There is also the fact that in the United States religiously affiliated schools and institutions routinely hire people not of their faith to fill various jobs. For example, a Catholic hospital might have a Methodist doctor, a Jewish nurse, an Episcopalian lawyer and perhaps even an atheist accountant. As such it would seem somewhat odd to say that these employees are religious employees whose job functions are religious in nature merely because they work for a hospital affiliated with the Catholic Church.
It could be objected that employees of religious institutions are involved with the religion and thus are religious employees. For example, it could be argued that teachers at Catholic schools (even if they are not Catholic) have among their duties the teaching of Catholic doctrine and conveying Catholic values. As such, they are religious employees even if their actual job is to teach mathematics or English literature. Naturally, if the teaching duties specify a religious function that is relevant to the job, then this could be reasonable grounds for considering the employee a religious employee. However, most such jobs would seem to have no direct religious role and hence the employees would not be religious employees. For example, requiring a calculus teacher to teach Catholic doctrine in calculus class would be rather odd.

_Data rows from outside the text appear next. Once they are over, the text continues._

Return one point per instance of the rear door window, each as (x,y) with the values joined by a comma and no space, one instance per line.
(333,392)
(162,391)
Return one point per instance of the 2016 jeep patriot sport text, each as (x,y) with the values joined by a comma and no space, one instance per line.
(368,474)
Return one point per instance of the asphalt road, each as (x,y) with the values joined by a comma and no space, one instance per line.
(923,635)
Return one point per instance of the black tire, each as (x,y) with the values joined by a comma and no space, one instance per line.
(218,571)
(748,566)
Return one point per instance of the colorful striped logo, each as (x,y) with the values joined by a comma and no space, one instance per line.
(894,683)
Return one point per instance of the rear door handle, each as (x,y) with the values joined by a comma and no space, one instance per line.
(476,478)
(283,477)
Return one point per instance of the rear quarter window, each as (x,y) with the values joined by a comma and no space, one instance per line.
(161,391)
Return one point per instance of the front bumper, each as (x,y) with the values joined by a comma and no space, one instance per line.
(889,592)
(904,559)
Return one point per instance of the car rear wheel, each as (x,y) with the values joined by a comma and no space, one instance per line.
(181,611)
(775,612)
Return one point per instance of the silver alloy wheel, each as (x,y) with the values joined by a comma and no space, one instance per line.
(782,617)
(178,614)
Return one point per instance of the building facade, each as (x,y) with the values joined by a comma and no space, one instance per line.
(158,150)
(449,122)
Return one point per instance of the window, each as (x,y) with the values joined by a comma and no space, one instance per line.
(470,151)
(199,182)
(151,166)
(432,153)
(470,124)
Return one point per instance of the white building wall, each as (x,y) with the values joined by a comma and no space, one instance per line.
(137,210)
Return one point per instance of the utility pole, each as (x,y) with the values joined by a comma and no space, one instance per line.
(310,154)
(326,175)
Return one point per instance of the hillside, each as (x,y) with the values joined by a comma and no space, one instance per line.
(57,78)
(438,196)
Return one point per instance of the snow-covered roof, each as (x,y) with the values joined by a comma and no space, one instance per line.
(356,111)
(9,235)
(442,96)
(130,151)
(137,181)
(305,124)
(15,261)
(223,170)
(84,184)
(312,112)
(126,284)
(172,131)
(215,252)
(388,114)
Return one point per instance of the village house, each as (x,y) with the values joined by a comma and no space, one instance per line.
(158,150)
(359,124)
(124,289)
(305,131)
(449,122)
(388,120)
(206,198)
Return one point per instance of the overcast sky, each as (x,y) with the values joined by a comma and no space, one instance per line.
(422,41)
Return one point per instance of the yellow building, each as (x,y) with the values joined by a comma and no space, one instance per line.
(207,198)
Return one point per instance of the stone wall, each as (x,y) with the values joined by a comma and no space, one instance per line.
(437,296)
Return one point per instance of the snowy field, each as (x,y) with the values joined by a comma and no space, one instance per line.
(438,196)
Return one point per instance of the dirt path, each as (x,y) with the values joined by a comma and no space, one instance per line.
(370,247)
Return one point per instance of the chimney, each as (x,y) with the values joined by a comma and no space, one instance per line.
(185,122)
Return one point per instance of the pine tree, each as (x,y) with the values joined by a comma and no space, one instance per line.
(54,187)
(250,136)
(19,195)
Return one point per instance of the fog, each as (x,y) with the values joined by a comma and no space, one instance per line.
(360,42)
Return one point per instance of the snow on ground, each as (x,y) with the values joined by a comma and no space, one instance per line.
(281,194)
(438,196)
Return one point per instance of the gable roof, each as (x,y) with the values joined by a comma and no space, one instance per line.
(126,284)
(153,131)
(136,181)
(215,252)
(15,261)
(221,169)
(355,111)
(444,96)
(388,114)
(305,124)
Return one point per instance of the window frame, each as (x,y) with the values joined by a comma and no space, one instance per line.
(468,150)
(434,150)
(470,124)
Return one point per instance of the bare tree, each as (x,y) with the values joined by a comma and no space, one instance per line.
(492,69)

It could be countered that religious institutions are such that every employee is a religious employee. To use an analogy, every employee of the state is thus a state employee. As such, religious institutions can fire people with impunity as long as they can justify it by an appeal to religious doctrine.
While this might be appealing to some, that view seems unjustifiably broad. After all, the intent of the ministerial exception is to allow exception for specific religious jobs on the basis of religious liberty. To take every employee as a religious employee is to simply grant religious institutions a free pass to ignore anti-discrimination laws in a way that is unwarranted. After all, this would be using a rule intended to grant a limited exception for religious liberty to allow the violation of rights and liberties broadly on no better basis than the employee was not conforming to the doctrines of the church. While, as noted above, this would be reasonable for priests it seems unwarranted in the case of janitors, doctors, math teachers and so on.
From both a legal and a moral standpoint it seems rather critical for there to be a clear and reasonable definition of “religious employee.” Without such a definition, it is all to easy to violate the rights of employees under the guise of protecting religious liberty.